Introduction
CritterWatch is a purpose-built production monitoring and management console for distributed systems built on the Critter Stack — Wolverine, Marten, and Polecat. It delivers real-time visibility into service health, message flow, dead letter queues, event store projections, and alerting, all from a single unified interface.
The Problem
Modern distributed systems built on messaging, event sourcing, and CQRS patterns introduce operational challenges that general-purpose monitoring tools were never designed to address.
Event-driven architectures have unique blind spots. Event-sourced systems rely on projections and subscriptions to derive read models from append-only event stores. When a projection falls behind the high water mark or stalls entirely, the application continues to accept writes while read models silently go stale.

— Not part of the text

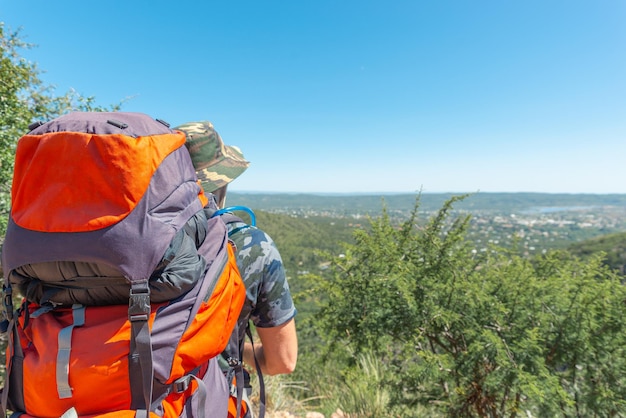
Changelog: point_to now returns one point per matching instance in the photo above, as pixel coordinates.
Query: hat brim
(230, 166)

Generic APM tools have no concept of projection lag, subscription health, or event stream continuity.
Dead letter queues are a ticking clock. Every message-driven system produces failed messages. Whether caused by transient faults, schema mismatches, or application bugs, dead-lettered messages represent lost business transactions. Without centralized visibility, teams discover DLQ buildup through customer complaints rather than dashboards. Replaying or discarding those messages typically requires direct database access or custom scripts.
Circuit breakers and back pressure need real-time awareness. Wolverine provides sophisticated error handling — circuit breakers that pause listeners after repeated failures, back pressure that throttles producers when consumers fall behind. These mechanisms protect systems from cascading failure, but operators need to know when they activate, why, and whether the underlying condition has resolved.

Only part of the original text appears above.